Hasan Hüseyin
Bulut saçlı büyük ozan. Bir gün evindeyiz, İlkiz Kucur, Ahmet İçduygu ve ben. Selda, Koçero şiirini bestelemiş. Onu bize dinletecek, davet etti. Küçük bir oda, her tarafı kitap, duvarlar, masalar, yerler. Bir bulut saçlı adam. Küçük bir kaset çalar. Bulut saçlı adam Hasan Hüseyin ter içinde; heyecan ile kaseti ters takar. Biz ise, taze filizler gibi coşkulu dinledik o gün o şarkıyı, şiiri. Unutulacak anı mı?

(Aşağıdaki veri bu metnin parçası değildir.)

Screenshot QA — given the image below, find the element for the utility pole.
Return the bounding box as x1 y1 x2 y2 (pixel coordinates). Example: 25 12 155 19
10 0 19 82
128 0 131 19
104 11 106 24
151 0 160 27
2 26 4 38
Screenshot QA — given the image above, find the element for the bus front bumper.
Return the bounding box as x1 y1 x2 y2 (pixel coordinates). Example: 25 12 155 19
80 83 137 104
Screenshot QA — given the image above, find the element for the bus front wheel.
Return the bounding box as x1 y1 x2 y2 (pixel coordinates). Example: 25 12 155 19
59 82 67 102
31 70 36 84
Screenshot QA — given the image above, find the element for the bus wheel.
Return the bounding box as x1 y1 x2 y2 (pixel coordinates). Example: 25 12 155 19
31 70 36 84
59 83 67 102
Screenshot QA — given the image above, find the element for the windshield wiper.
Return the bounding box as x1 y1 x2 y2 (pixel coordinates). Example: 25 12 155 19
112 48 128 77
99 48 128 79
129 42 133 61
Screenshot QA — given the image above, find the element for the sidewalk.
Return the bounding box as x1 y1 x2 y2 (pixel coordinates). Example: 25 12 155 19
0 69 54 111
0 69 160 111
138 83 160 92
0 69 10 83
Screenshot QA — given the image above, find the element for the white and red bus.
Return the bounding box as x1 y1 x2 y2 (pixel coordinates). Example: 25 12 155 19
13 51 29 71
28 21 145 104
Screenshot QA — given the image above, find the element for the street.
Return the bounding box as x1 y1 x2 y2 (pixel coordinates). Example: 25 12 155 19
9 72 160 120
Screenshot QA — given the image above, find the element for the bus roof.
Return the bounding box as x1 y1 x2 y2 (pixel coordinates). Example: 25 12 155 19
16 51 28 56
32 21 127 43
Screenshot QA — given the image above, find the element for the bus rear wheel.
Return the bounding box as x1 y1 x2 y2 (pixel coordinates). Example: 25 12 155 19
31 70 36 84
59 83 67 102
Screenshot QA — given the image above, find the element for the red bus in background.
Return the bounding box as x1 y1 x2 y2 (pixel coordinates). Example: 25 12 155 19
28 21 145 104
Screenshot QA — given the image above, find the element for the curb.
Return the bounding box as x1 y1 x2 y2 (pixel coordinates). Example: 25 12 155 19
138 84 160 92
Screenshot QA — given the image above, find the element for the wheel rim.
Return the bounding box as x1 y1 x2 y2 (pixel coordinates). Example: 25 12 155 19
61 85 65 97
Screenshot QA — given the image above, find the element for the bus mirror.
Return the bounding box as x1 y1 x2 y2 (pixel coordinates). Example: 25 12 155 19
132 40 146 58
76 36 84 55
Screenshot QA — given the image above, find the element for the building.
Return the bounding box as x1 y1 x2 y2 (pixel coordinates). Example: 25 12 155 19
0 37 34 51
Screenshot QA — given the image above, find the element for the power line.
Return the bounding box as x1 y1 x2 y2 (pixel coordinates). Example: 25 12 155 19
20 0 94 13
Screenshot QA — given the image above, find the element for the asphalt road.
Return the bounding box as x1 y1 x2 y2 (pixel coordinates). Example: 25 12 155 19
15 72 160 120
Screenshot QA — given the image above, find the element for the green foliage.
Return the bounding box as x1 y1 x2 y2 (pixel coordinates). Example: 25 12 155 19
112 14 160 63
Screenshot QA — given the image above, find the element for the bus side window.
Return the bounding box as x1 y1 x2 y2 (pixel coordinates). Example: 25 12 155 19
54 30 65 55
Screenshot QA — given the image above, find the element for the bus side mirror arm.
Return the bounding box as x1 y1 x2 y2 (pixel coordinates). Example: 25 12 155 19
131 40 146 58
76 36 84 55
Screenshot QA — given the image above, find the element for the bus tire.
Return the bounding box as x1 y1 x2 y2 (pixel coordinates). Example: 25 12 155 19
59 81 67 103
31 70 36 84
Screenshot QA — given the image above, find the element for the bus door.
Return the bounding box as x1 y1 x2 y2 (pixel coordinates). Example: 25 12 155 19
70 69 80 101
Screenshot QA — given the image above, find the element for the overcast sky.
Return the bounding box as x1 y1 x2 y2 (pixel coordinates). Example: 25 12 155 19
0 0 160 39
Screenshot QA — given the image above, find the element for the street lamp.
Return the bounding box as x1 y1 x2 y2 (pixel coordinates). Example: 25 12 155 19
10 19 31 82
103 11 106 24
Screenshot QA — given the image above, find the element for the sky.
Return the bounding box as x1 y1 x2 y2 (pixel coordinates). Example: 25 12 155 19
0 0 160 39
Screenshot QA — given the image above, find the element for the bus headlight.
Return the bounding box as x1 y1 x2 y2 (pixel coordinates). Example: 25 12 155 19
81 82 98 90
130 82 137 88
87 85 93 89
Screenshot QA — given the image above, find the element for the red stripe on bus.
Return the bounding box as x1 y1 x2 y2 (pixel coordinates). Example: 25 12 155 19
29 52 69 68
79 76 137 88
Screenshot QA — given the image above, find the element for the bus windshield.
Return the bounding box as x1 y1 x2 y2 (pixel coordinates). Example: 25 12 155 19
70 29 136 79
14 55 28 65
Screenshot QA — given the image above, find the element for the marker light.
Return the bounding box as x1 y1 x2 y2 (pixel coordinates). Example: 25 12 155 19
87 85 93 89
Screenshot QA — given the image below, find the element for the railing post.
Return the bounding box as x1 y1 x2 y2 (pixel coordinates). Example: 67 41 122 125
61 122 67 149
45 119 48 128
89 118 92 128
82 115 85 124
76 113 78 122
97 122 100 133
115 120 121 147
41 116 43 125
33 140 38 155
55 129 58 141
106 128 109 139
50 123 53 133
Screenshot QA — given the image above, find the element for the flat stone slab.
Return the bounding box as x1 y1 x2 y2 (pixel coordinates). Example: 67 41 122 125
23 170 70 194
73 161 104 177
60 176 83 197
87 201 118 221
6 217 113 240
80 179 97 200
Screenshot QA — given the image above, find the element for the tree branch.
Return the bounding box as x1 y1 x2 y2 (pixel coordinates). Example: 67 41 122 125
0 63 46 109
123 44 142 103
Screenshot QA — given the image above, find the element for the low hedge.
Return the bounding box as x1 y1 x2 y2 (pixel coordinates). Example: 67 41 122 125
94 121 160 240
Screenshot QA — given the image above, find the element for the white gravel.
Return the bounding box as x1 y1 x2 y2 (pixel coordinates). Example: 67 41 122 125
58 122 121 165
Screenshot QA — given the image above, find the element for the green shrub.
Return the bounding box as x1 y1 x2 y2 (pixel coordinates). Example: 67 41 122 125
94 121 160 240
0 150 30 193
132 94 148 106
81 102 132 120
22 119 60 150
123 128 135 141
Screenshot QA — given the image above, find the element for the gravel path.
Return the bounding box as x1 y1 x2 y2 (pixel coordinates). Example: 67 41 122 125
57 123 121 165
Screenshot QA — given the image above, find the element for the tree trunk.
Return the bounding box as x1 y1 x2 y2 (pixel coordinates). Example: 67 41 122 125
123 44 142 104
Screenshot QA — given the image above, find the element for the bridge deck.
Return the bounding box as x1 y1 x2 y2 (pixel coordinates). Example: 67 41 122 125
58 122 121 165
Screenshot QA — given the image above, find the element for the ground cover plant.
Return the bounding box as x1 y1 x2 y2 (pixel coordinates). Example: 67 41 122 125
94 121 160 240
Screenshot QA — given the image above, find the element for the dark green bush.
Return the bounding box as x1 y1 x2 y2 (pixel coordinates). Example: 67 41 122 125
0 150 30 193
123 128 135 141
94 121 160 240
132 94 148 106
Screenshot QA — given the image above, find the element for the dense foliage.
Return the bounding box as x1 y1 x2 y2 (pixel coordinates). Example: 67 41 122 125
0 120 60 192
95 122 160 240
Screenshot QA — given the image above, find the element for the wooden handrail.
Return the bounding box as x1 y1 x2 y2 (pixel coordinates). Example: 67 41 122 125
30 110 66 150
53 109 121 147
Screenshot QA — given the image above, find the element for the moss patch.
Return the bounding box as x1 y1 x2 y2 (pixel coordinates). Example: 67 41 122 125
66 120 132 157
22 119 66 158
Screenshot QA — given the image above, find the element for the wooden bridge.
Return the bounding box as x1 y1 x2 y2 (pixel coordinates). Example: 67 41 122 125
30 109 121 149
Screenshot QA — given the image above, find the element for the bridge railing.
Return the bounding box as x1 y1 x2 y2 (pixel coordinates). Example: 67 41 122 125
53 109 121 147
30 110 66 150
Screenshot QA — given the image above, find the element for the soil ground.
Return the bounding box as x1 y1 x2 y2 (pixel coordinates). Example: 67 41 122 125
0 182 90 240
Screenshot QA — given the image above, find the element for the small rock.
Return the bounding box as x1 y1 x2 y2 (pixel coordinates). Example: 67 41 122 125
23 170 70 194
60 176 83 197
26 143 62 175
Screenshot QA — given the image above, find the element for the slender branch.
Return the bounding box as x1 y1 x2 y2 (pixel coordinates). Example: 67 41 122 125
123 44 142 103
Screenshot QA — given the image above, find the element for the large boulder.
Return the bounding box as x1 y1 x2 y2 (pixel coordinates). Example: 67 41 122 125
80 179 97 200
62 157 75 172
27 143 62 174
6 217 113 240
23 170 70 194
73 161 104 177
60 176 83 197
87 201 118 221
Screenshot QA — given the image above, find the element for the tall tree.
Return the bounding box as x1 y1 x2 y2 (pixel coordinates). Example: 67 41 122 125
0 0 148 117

İlk kez Hasan Hüseyin ile, kahrolası bir nedenle tanışmıştık. Faşistler Bedrettin Cömert’i, o şiir yüzlü şairi katletmişlerdi. Biz de bir protesto ve anma toplantısı yapmak istedik. Malum Hasan Hüseyin can dostu Bedrettin Cömert’in. Kabul etmedi önce. Perişan. Attila İlhan’ın, “git Hasan, çocukları yalnız bırakmayalım” sözü üzerine geldi. Usta, Ustayı kırar mı? ODTÜ’nün verdiği bir araçla gittim almaya. Aydınlar tehdit altında, öldürme mi ararsın, kaçırma mı? Tedirgindi. Bana ODTÜ kimliğimi sordu, ondan sonra bindi arabaya. O gün yaşadıklarımızı da yazmıştım bir yazımda. O gün gök yırtıldı, gök parçalandı; Hasan Hüseyin’in sözcükleri ile göğsümüzü dağladı ODTÜ Mimarlık amfisinde…
Sonra bir kaç defa daha geldi ODTÜ’ye. Yalnızca Mimarlık Amfisinde konuşmadı. Binlerce ODTÜ’lüye, spor salonunda şiirler okudu, ırmaklar gibi aktı delikanlı coşkularımıza…
Hep takip edildiğini düşünürdü. Telefonu çalsa, “beni dinliyorlar” derdi, yolda karşılaşsak ardına bakardı, takip eden kim diye. Onca işkence, onca acıyı reva görmüşüz ona. O ise “Acıyı bal eylemiş”…
Kızılay’da yerel bir gazetede çalışırdı. Gider yanına sohbet ederdik. Ne kadar heybetliydi, ne kadar çocuk…
ODTÜ Edebiyat Kulübü’ne danışman yapmak istedik, bürokrasi olanak vermedi. 12 Eylül döneminde kısa bir süre Almanya’ya gitti.
Sonra hastaneye kaldırıldı Ankara’da ve bir zaman sonra da Hasan Hüseyin Korkmazgil’de uçmağ oldu, ışıklara karıştı.